In fact I would be so bold as to say the casting in this film is spot on. Emma Watson is quite delightful as Belle, not once did she ram feminism down our throats, and her singing voice was sweetly…okay. She was in fact perfect as Belle; sweet and not OVER feisty, but gave a real-feel to her character as a woman who had the choice of never marrying or ending up as the probable punch-bag of the village idiot. Dan Stevens, who I assume was motion captured, gave depth to the Beast, despite his face being covered in hair (how dare he! And… OMG that face ISNT real?) and could also sing. Kevin Kline played her dad with a wistful longing, while Ewan McGregor and Sir Ian McKellen made a good double act as Lumiere and Cogsworth. (Dame) Emma Thompson was of course perfect (as she is perfect in everything), and special Kudos to Stanley Tucci for being his usual over the top magnificent self.
The visuals are really quite lovely and contrary to a lot of reviews I’ve read, the Beast’s face wasn’t fuzzy (no pun intended) and did not detract OR distract from my enjoyment of the film. In fact I have no idea why people are saying that! He’s supposed to be a Beast, therefore he would have a fuzzy hairy face.
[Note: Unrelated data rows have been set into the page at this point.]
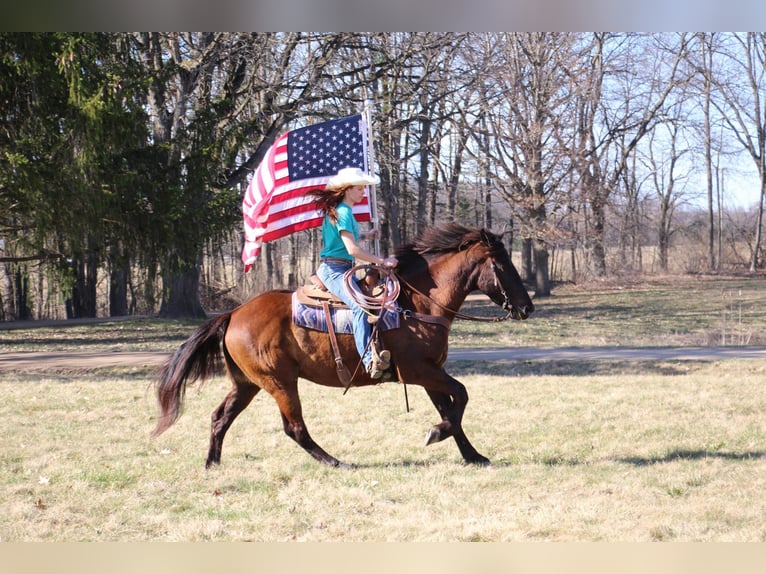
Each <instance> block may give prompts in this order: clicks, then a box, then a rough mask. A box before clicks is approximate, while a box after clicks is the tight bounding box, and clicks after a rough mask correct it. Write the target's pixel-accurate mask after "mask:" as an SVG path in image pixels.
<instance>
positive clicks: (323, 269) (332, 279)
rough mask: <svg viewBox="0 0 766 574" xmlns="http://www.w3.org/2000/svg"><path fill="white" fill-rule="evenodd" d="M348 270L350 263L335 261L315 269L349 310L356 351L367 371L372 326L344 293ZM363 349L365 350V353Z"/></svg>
mask: <svg viewBox="0 0 766 574" xmlns="http://www.w3.org/2000/svg"><path fill="white" fill-rule="evenodd" d="M349 269H351V263H348V264H344V263H340V262H335V261H323V262H322V263H320V265H319V268H318V269H317V275H318V276H319V278H320V279H321V280H322V283H324V284H325V287H327V289H328V291H330V293H332V294H333V295H335V296H336V297H338V298H339V299H340V300H341V301H343V302H344V303H345V304H346V305H348V306H349V308H350V309H351V311H352V313H353V320H352V325H353V329H354V342H356V350H357V351H358V352H359V356H360V357H362V363H364V367H365V368H366V369H368V370H369V366H370V364H371V363H372V349H371V348H369V349H368V348H367V345H368V344H369V342H370V337H371V335H372V326H371V325H370V324H369V323H368V322H367V313H365V312H364V310H363V309H362V308H361V307H360V306H359V305H357V303H356V302H355V301H354V300H353V299H352V298H351V296H350V295H349V294H348V291H346V286H345V285H344V283H343V275H344V273H346V271H348V270H349ZM365 349H367V350H366V352H365Z"/></svg>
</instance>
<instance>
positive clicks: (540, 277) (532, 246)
mask: <svg viewBox="0 0 766 574" xmlns="http://www.w3.org/2000/svg"><path fill="white" fill-rule="evenodd" d="M532 250H533V252H534V258H535V297H548V296H550V294H551V282H550V277H549V272H548V259H549V255H548V246H547V245H546V244H545V241H543V240H541V239H534V240H533V241H532Z"/></svg>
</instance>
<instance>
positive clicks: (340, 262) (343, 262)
mask: <svg viewBox="0 0 766 574" xmlns="http://www.w3.org/2000/svg"><path fill="white" fill-rule="evenodd" d="M319 262H320V263H343V264H344V265H352V264H353V263H354V262H353V261H351V260H350V259H343V258H342V257H322V258H321V259H320V260H319Z"/></svg>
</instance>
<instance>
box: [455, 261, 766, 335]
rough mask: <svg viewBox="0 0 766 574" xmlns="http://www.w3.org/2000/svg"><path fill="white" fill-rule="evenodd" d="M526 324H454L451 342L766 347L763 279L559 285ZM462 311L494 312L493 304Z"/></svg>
mask: <svg viewBox="0 0 766 574" xmlns="http://www.w3.org/2000/svg"><path fill="white" fill-rule="evenodd" d="M534 303H535V306H536V310H535V312H534V313H533V314H532V315H531V317H530V318H529V319H528V320H527V321H524V322H518V321H509V322H505V323H499V324H494V323H477V322H469V321H456V322H455V323H454V325H453V330H452V335H451V339H450V344H452V345H454V346H460V347H484V346H531V347H542V346H545V347H563V346H582V345H595V346H634V345H635V346H656V345H658V346H666V345H672V346H688V345H693V346H696V345H703V346H707V345H722V344H724V345H744V344H750V345H763V344H766V279H764V278H763V277H704V276H694V277H668V278H662V279H655V280H648V281H646V282H642V283H640V284H625V285H621V284H608V285H607V284H605V285H599V284H590V285H588V286H586V287H580V286H562V287H559V288H557V289H554V290H553V294H552V295H551V296H550V297H546V298H543V299H535V300H534ZM464 310H465V311H467V312H472V313H474V314H477V315H483V316H490V317H495V316H498V315H501V314H502V313H500V311H499V309H498V308H497V307H495V306H494V305H493V304H491V303H489V302H476V303H468V304H467V305H466V306H465V308H464Z"/></svg>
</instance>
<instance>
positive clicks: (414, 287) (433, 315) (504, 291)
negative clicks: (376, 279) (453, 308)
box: [396, 260, 513, 323]
mask: <svg viewBox="0 0 766 574" xmlns="http://www.w3.org/2000/svg"><path fill="white" fill-rule="evenodd" d="M492 270H493V271H494V272H495V281H497V269H496V268H495V262H494V260H493V261H492ZM396 276H397V278H398V279H399V280H400V281H401V282H403V283H404V284H405V285H406V286H407V287H409V288H410V289H412V290H413V291H414V292H415V293H417V294H418V295H420V296H421V297H425V298H426V299H428V300H429V301H431V303H435V304H436V305H437V306H439V307H441V308H442V309H444V310H445V311H448V312H450V313H452V314H453V315H454V316H455V317H456V318H458V319H465V320H466V321H477V322H484V323H500V322H502V321H507V320H508V319H510V318H511V316H512V315H513V309H509V310H508V313H507V314H506V316H505V317H491V318H490V317H476V316H474V315H466V314H465V313H461V312H460V311H457V310H455V309H450V308H449V307H447V306H446V305H442V304H441V303H439V302H438V301H436V300H434V299H432V298H431V297H429V296H428V295H426V294H425V293H423V292H422V291H421V290H420V289H418V288H417V287H415V286H414V285H413V284H412V283H410V282H409V281H407V280H406V279H405V278H404V277H402V276H401V275H400V274H398V273H396ZM498 283H499V281H498ZM500 288H501V290H502V292H503V297H504V299H505V300H506V301H508V294H507V293H506V292H505V289H504V288H503V287H502V285H500ZM402 313H403V314H404V315H405V318H406V317H407V313H410V314H413V315H415V314H416V313H415V311H407V310H406V309H402ZM416 315H420V316H423V315H422V314H421V313H417V314H416ZM425 317H434V318H439V319H441V317H436V316H434V315H425ZM415 318H418V317H417V316H416V317H415Z"/></svg>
The REAL star of this film is of course the songs. All of the original Howard Ashman and Alan Menken tunes are included, with 2 new tunes with Lyrics by Tim Rice. And what crowd pleasing rip snorting songs they are too. Not once did I yawn with boredom or wish they’d hurry up and finish, nope, in fact I sang…out loud (luckily it was very loud in the cinema and the other 20 old women in there – with husbands – I’d like to think they were singing too). The set piece for ‘Gaston’ (with original longer and more ‘adult’ lyrics by Mencken) is a rollicking ride I defy anyone not to want to stamp their feet to, and the centrepiece of ‘Beauty and the Beast’ as the couple finally dance together in the ballroom is everything I wanted it to be with Thompson’s Mrs Potts wobbly voice singing the most romantic of lyrics. I admit a may have got something in my eye as Beast twirled Belle in her yellow gown across the floor. Sigh.
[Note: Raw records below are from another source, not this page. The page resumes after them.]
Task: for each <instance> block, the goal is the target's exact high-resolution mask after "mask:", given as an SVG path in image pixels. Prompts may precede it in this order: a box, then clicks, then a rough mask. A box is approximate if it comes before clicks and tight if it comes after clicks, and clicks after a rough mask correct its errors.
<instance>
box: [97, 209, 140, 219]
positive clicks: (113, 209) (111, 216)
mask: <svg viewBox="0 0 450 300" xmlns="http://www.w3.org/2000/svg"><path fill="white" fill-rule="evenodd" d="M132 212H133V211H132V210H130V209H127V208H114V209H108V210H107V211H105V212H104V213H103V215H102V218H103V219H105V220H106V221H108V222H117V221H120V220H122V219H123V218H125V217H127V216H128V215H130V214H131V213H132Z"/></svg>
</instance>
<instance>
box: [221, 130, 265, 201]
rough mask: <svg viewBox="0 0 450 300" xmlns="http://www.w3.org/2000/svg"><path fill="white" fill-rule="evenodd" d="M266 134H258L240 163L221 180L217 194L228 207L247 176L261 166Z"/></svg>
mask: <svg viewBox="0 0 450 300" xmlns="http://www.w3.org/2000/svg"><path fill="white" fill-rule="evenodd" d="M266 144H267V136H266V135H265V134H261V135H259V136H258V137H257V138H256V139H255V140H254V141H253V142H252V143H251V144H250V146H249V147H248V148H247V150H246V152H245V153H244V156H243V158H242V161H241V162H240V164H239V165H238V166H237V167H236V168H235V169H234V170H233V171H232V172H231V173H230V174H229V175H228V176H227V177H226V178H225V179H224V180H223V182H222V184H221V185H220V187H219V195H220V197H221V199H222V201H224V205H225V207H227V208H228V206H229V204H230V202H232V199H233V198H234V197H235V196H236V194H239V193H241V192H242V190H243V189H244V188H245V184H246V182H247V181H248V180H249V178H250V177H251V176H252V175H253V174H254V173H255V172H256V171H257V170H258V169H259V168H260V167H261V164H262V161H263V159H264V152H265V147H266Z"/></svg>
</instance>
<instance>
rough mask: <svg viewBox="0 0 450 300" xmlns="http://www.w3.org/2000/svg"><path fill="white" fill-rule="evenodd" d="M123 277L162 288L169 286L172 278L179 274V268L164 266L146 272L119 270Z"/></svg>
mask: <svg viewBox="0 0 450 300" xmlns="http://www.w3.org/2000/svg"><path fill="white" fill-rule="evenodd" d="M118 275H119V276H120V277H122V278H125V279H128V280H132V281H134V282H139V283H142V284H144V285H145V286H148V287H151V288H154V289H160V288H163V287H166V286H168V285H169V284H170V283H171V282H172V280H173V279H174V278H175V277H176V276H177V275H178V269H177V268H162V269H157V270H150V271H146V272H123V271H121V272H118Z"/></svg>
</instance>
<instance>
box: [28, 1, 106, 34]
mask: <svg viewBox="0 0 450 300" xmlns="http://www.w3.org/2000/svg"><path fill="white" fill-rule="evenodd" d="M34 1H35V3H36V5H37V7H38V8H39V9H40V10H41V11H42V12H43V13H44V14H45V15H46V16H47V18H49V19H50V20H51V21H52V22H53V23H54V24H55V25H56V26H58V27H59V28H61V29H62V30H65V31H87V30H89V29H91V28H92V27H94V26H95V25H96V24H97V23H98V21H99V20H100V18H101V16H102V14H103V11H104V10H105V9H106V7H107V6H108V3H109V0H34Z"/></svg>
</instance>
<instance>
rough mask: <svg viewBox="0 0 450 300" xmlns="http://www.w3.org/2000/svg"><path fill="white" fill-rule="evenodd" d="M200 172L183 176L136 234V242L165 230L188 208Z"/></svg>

Now I’ve read several reviews of Beauty and the Beast on IMDB, mainly from American cinema goers, who have resoundingly slated it. The consensus is that it’s boring and not a patch on the original. Personally I was a little worried that it would be, like the other Disney live-actions, too ‘right on’ and a bit too ‘different’ from the original and also include a load of overt feminist doctrine that… has a place of course, but maybe not to prove a point. While the feminism in this film IS there and is subtle (‘why are you teaching that girl to read? Isn’t one enough’ and the fact that Gaston can’t believe Belle doesn’t want him, mmm perhaps that’s sexist in itself?) it could have been a very different film.
What Disney have finally done is, get it completely right. Because all they’ve done is tweak it slightly. It is a near carbon copy of a much loved film.
So why bother making it again?
A good question, one I have only one answer for and that of course, is money.
I’m certainly not complaining, even the end credits are beautiful. I would have been more than happy to have popped to the loo, sat back down and re-watched the whole magical wonderful film again. Okay I’ll tell you a secret. In my heart I am Belle, Snow White, Aurora, Cinderella, Mowgli and even Dumbo. THAT is the secret of Disney Films, because most little girls and some boys and lots of transgender people want to be a Princess, and be loved.
So for all the people on IMDB who hate this film… NER to you. The world we live in at the moment, I’ll take some fairytale magic romance any day!!
……………Tale as old as time
Song as old as rhyme
Beauty and the beast………………….
P.S. I cried at the end.
Review by Tina (co-host of 60 Minutes With).